CHAPTER 30 : UNTUK BERTAHAN HIDUP ESOK HARI

24 6 0
                                    


~AOZORA~

Aku mendapatkan ponselku kembali di hari ketiga berada di rumah keluarga Bustami. Setelah mengisi dayanya, puluhan pesan masuk ke aplikasi chat dan beberapa panggilan tidak terjawab. Beberapa di antaranya dari Helena dan tim-ku yang intinya marah-marah padaku—tak perlu kusebutkan berapa kata kotor yang mereka tulis. Sisanya adalah Virgo dan Saskia. Uh, uh, aku lupa harus memberi tahu mereka tentang keberadaanku.

Atau mungkin sebaiknya tidak?

Aku melirik Rendra yang mengawalku sehari-hari selama aku berada di Bogor—Ariyo menugaskannya khusus menjagaku kalau-kalau Jeremy datang berniat membunuhku. Oh, betapa manisnya perlakuan Ariyo padaku? Sampai-sampai aku menampar diriku sendiri, takut ikut kesurupan hantu yang merasuki Ariyo.

"Rendra, mending gue ngabarin temen-temen gue atau nggak usah ya?"

Laki-laki berambut pendek agak ikal itu mengernyit menatapku. Dia biasanya berdiri di dekat pintu, sesekali berkeliling rumah, atau kalau tidak ada yang dia lakukan, dia akan duduk di sofa ruang tengah sambil membaca buku. Membosankan sekali.

"Gue nanya pendapat lo nih, penting!"

Dia mengedikkan bahu. "Mendingan nggak usah. Nanti lokasi lo ketahuan sama Jeremy."

"Lah ini gue ngaktifin hape udah bisa ke-detect dong gue ada di mana! Lagian temen gue nggak ngadu ke Jeremy kok, bisa dipastikan."

"Terus ngapain nanya gue?" ujarnya sewot. Rendra memang wajahnya nggak ramah sama sekali, tapi kalau marah begini dia beneran mengerikan.

Dia menghela napas, kemudian menghampiriku dan mengulurkan ponsel yang terlihat kuno sekali. "Pakai ini aja, ponsel sekali pakai. Kabarin mereka, bilang untuk nggak usah nyari lo lagi. Oh ya, ponsel lo nanti gue sita, gue buang di tempat lain biar nggak ada yang bisa ngelacak. Jadi lo catet dulu tuh nomor-nomor penting sebelum gue buang."

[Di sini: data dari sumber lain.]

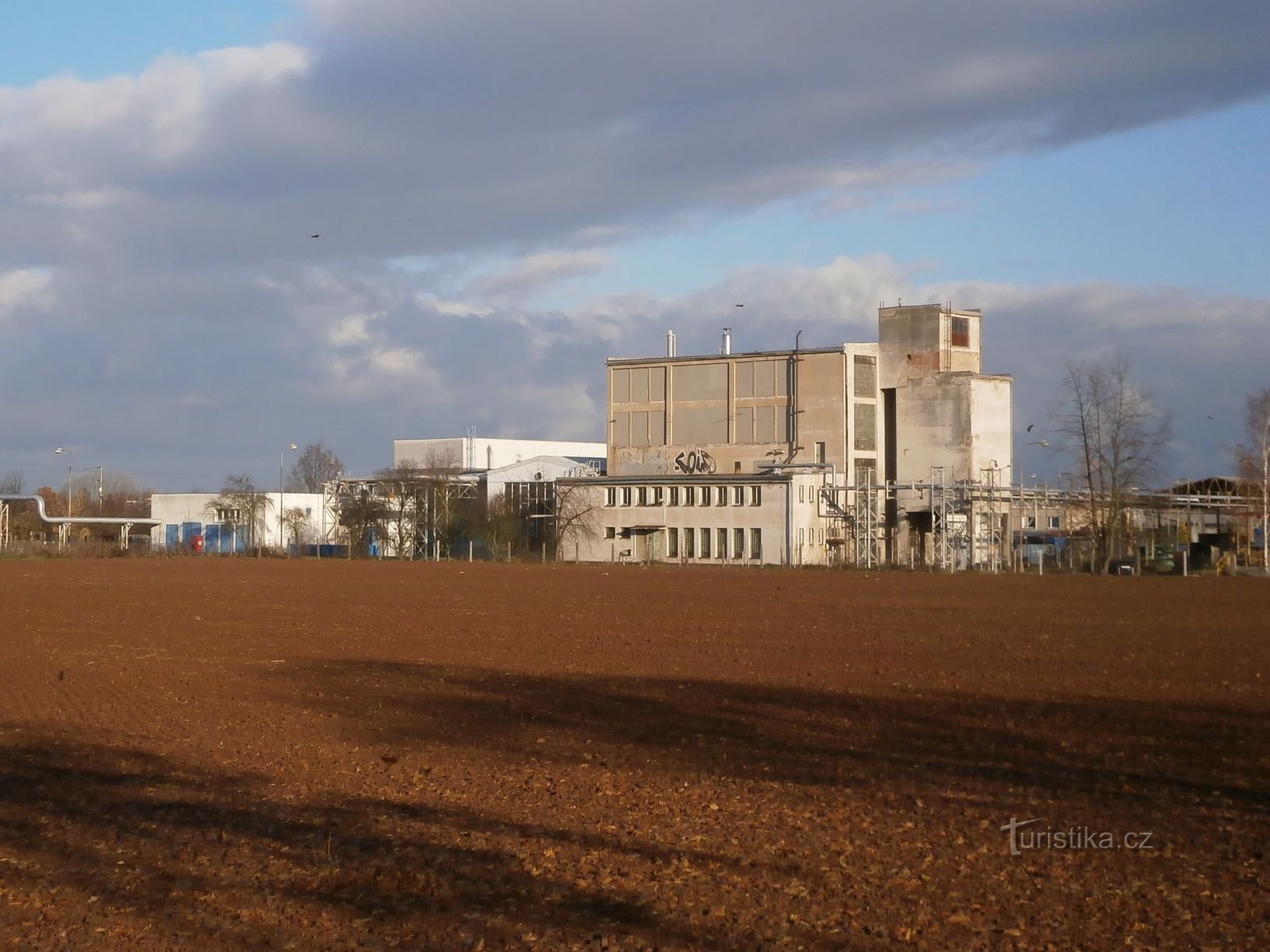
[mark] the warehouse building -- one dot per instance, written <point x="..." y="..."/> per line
<point x="862" y="453"/>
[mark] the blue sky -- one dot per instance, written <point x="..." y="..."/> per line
<point x="1093" y="178"/>
<point x="96" y="40"/>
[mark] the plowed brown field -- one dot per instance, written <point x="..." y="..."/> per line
<point x="281" y="754"/>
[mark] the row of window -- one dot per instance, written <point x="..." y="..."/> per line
<point x="705" y="542"/>
<point x="1030" y="522"/>
<point x="682" y="495"/>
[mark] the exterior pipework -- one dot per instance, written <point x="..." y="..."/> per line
<point x="79" y="520"/>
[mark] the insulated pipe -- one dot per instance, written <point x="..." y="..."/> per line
<point x="79" y="520"/>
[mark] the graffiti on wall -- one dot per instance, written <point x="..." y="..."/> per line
<point x="691" y="461"/>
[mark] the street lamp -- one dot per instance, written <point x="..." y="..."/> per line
<point x="1034" y="443"/>
<point x="70" y="461"/>
<point x="282" y="540"/>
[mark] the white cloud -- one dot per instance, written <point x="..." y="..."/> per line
<point x="174" y="207"/>
<point x="26" y="287"/>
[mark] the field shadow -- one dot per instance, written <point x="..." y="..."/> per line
<point x="995" y="751"/>
<point x="103" y="843"/>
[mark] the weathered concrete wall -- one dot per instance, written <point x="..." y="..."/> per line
<point x="918" y="341"/>
<point x="729" y="414"/>
<point x="641" y="532"/>
<point x="992" y="417"/>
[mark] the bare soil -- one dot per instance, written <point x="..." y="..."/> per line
<point x="291" y="754"/>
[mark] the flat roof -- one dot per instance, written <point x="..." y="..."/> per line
<point x="696" y="359"/>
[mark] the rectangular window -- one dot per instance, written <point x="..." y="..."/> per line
<point x="657" y="383"/>
<point x="621" y="386"/>
<point x="866" y="376"/>
<point x="866" y="427"/>
<point x="621" y="429"/>
<point x="745" y="425"/>
<point x="639" y="385"/>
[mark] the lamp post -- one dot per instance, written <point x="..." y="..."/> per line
<point x="70" y="489"/>
<point x="1021" y="488"/>
<point x="282" y="538"/>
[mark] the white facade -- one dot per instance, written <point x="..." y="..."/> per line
<point x="191" y="522"/>
<point x="486" y="453"/>
<point x="756" y="520"/>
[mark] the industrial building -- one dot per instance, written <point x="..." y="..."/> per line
<point x="472" y="453"/>
<point x="897" y="451"/>
<point x="201" y="522"/>
<point x="437" y="499"/>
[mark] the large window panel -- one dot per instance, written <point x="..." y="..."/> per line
<point x="765" y="424"/>
<point x="745" y="424"/>
<point x="639" y="385"/>
<point x="621" y="386"/>
<point x="866" y="427"/>
<point x="657" y="383"/>
<point x="866" y="376"/>
<point x="703" y="381"/>
<point x="765" y="379"/>
<point x="657" y="428"/>
<point x="695" y="425"/>
<point x="639" y="429"/>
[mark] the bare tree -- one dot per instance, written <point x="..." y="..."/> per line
<point x="404" y="500"/>
<point x="363" y="517"/>
<point x="240" y="503"/>
<point x="314" y="469"/>
<point x="296" y="524"/>
<point x="1114" y="436"/>
<point x="576" y="506"/>
<point x="450" y="499"/>
<point x="502" y="524"/>
<point x="1254" y="458"/>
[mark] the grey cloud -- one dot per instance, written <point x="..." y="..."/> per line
<point x="160" y="299"/>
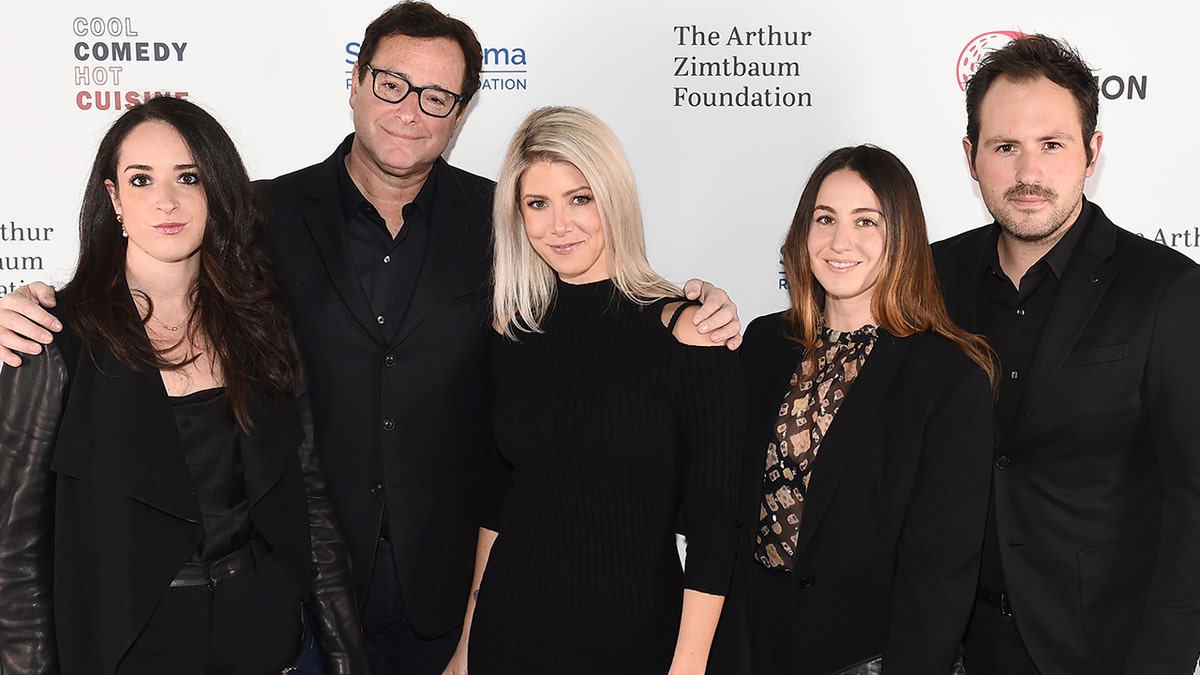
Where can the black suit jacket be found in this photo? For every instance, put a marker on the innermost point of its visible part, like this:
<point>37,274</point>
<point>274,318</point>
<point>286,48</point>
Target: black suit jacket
<point>888,551</point>
<point>403,423</point>
<point>99,513</point>
<point>1097,483</point>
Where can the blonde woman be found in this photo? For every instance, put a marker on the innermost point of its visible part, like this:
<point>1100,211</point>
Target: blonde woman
<point>619,420</point>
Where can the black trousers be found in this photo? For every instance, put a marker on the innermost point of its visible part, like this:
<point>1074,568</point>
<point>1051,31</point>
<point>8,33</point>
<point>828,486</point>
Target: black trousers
<point>249,625</point>
<point>994,645</point>
<point>393,647</point>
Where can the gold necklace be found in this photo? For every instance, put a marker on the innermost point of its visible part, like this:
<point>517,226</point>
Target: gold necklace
<point>172,328</point>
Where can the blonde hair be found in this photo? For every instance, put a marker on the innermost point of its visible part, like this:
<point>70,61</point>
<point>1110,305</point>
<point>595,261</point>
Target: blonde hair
<point>525,284</point>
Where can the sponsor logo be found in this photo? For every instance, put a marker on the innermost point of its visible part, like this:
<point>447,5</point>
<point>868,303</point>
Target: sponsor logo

Aku membelalak menatapnya, tapi Rendra hanya menaikkan alisnya. "Apa? Pak Ariyo sudah menduga lo akan menghubungi temen lo. Jadi dia siapin ponsel sekali pakai."

"Asli serem banget bisa baca pikiran orang," gumamku sambil menerima ponsel itu.

"Ren, lo udah berapa lama ikut sama Ariyo?" tanyaku basa-basi, sambil mengutak-utik ponsel itu dan mencatat beberapa nomor di kertas yang kurobek dari buku yang ada di ruang tamu—karena tidak ada yang bisa dijadikan buku catatan di rumah itu.

"Bukan urusan lo."

"Ayolah, lo bakal nemenin gue di sini entah berapa hari ke depan. Basa-basi dikit kek."

"Udah lo catat aja tuh nomor dan hubungi temen lo. Jangan banyak omong!" sergahnya.

Aku berdecak, sambil tetap menyelesaikan perintahnya tadi. Aku hanya mencatat nomor Virgo, Indra, dan Saskia. Boro-boro mencatat nomor Helena, menghubunginya saja aku malas. Sebenarnya aku tidak mau menyimpan nomor Indra dan Saskia, tapi kalau aku tak bisa menghubungi Virgo, hanya mereka berdua jalan keluarnya.

"Gue kalau bosen, suka iseng ngiris tangan gue loh. Atau duduk-duduk di pinggir atap," ujarku lagi, berusaha menarik perhatian Rendra. Maksudku, aku benar-benar tidak tahu harus melakukan apa, selain bergelung di sofa, menonton berita di TV, atau berkeliling rumah seperti orang gila. Mungkin lama-lama aku akan belajar memasak dan menjahit seperti nenek-nenek.

Rendra melirik tajam, kemudian pandangannya fokus pada buku lagi. "Nggak mungkin lo bisa melakukan itu, kalau gue ada di sini."

"Nggak seru banget lo jadi orang. Ngapain gitu kek sampai Ariyo datang besok Minggu."